The car came to rest in the yard of Amber Addy Hunt. She said that she was on her rear deck when she heard the crash and she immediately ran through her house and into the yard. She saw the driver, described as a young white male, and the passenger, described as a young black male, run into the wood line west of her home.

Hunt said that she believes that pair either jumped from, or were thrown from the vehicle seconds before it struck the tree. “They were out of the car before it ever hit the tree,” she said during a telephone interview. “They were hurt not from the crash itself; they hit the ground and rolled, jumped up, and ran,” she concluded.

A Lexington County K-9 was on the scene in minutes and the dog and his handler quickly tracked the driver to a hiding spot near the crash site. Because he was injured, a Lexington County EMS unit transported him to a local hospital for treatment.

That suspect has been charged with possession of cocaine, possession of crack cocaine, simple possession of marijuana, possession of a suspended tag, driving under suspension, and failure to stop for a blue light.

Chief Shumpert said that 23-year-old Gerald Ford, Jr. of Lexington County was the driver of the car. He is recovering from injuries sustained in the crash at the Lexington Medical Center where he may be for several more days. He will be booked into the jail later.

The passenger who fled has not been captured. He is not believed to be a threat to the community, but he is still wanted for questioning by the police regarding the pursuit.

A short while later, a Lexington County Sheriff’s Deputy was patrolling near the Gaston and Sharpe’s Hill communities when he observed a motorist who had committed a traffic violation. He activated his warning devices and attempted to stop the vehicle. At that time, the subject initiated the pursuit by failing to stop for the deputy’s blue lights and siren.

The short pursuit ended when the subject swerved to avoid a tire deflation device or spike strips that was placed in the road by another officer.
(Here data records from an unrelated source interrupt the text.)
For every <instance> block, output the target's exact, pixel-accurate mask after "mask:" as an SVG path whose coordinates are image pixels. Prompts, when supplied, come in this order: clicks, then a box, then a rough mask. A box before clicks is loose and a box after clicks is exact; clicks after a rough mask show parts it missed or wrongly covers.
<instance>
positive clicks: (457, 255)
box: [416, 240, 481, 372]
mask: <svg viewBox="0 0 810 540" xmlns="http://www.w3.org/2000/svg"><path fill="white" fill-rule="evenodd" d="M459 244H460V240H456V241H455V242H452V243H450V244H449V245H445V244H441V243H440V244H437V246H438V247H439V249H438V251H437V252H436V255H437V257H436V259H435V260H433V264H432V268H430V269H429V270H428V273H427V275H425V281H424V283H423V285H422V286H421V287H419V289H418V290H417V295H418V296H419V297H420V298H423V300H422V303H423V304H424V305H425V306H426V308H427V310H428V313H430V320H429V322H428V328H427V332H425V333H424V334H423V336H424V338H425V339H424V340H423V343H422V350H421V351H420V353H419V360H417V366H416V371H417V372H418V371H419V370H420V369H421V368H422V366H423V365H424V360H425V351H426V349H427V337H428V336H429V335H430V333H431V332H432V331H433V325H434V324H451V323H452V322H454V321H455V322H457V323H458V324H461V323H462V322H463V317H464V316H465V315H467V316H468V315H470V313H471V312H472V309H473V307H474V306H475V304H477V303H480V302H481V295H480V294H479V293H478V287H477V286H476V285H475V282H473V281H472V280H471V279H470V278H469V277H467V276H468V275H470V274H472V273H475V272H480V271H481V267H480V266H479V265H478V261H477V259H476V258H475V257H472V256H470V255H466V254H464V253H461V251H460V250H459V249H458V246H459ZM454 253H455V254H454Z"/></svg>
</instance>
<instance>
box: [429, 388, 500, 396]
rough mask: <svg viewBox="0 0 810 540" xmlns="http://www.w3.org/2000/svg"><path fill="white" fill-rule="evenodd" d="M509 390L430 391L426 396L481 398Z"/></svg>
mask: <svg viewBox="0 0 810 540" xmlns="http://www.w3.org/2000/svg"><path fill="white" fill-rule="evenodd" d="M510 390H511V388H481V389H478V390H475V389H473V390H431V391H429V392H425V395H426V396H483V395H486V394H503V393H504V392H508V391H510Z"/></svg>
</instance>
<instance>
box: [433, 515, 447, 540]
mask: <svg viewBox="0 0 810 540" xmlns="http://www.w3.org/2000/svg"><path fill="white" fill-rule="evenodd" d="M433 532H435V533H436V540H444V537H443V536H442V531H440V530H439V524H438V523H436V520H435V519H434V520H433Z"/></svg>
The driver lost control and rolled his car over several times in a hay field alongside Fish Hatchery Road. That driver was ejected from the rolling car and landed in the field some distance from where the crashed car came to rest. He was arrested there without further incident.

According to Captain Adam Myrick of the Lexington County Sheriff’s Department, that man is expected to be charged with failure to stop for blue lights and driving under suspension. Further charges are possible once the investigation into this incident is completed.